Why it Matters for Career
Herbal Drug Technology opens careers in the booming herbal and nutraceutical industry (Dabur, Himalaya, Patanjali, Hamdard). Quality control of herbal products, regulatory affairs for AYUSH formulations, R&D in phytopharmaceuticals, and herbal cosmetics formulation are growing career paths.
Exam Weightage
Unit 1 (ISM formulations — Arista, Asava, Bhasma) and Unit 2 (Nutraceuticals, herb-drug interactions) are most frequently asked. Unit 4 (WHO guidelines, Turmeric/Neem patent cases) is a guaranteed long-answer. Unit 5 (Schedule T GMP) is also important.
Frequently Asked Questions (FAQs)
Is Herbal Drug Technology a scoring subject?
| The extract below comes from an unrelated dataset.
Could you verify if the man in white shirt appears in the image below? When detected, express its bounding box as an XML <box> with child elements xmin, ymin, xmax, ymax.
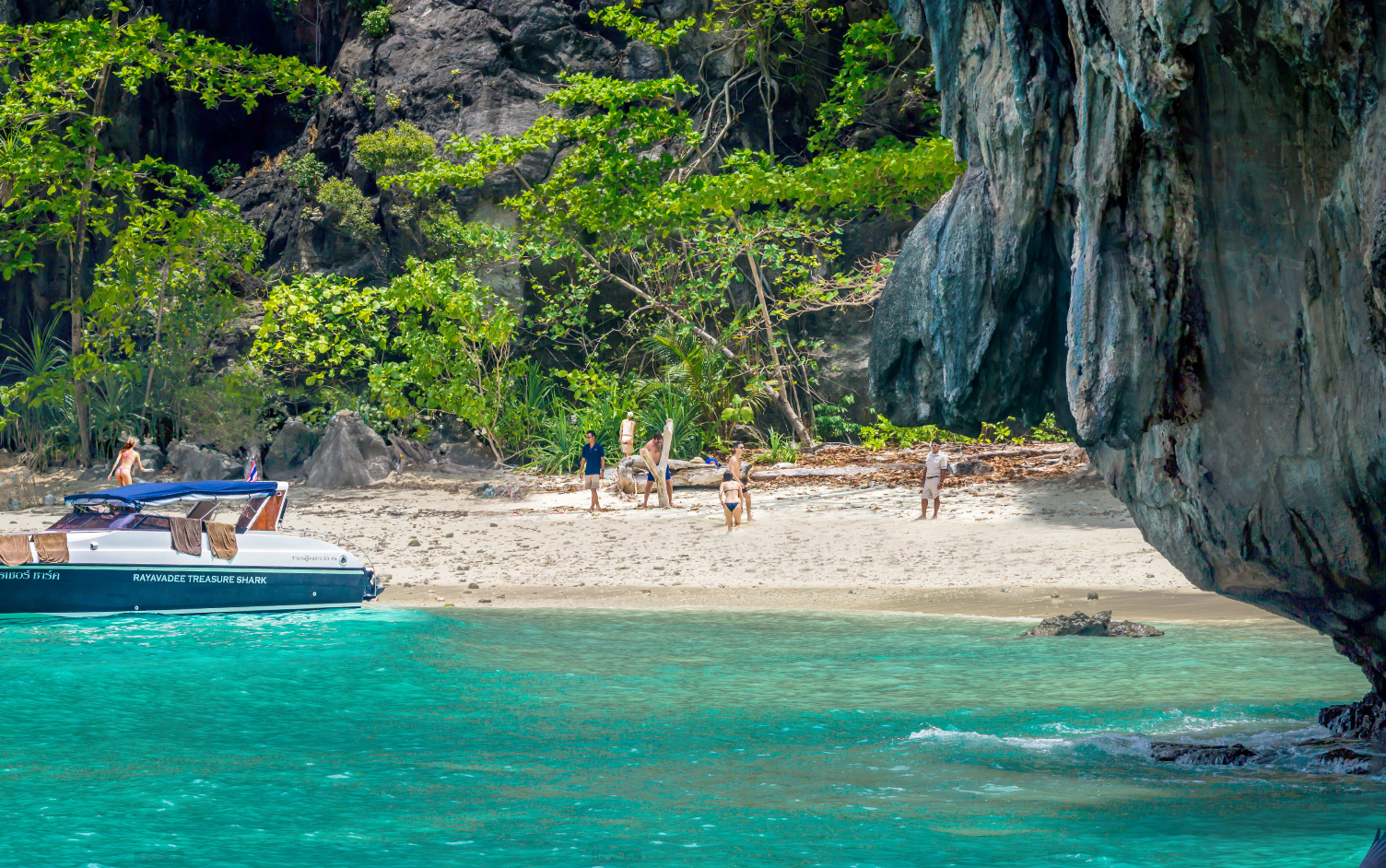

Yes. It is largely descriptive and does not require complex calculations or chemical structures. If you can organize your answers well (definitions, tables, classifications), this is one of the highest-scoring subjects in B.Pharm. Focus on nutraceutical herbs, ISM formulations, and WHO guidelines.
What is the difference between a drug and a nutraceutical?
A drug is a substance intended to diagnose, cure, mitigate, treat, or prevent disease (regulated as a drug under D&C Act). A nutraceutical is a food or part of a food that provides health benefits beyond basic nutrition, including prevention and treatment of disease. Nutraceuticals are regulated as food supplements, not drugs — different regulatory pathway, lower barrier to market entry.
What is Biopiracy?
Biopiracy is the unauthorized appropriation of traditional knowledge and biological resources of developing countries by individuals or corporations, often through patent claims. Famous Indian examples: (1) Turmeric patent (US Patent 1995 — wound healing use of turmeric, revoked 1997 after India proved prior art). (2) Neem patent (European Patent — fungicidal property, revoked 2005). India created the Traditional Knowledge Digital Library (TKDL) to document and protect traditional knowledge from biopiracy.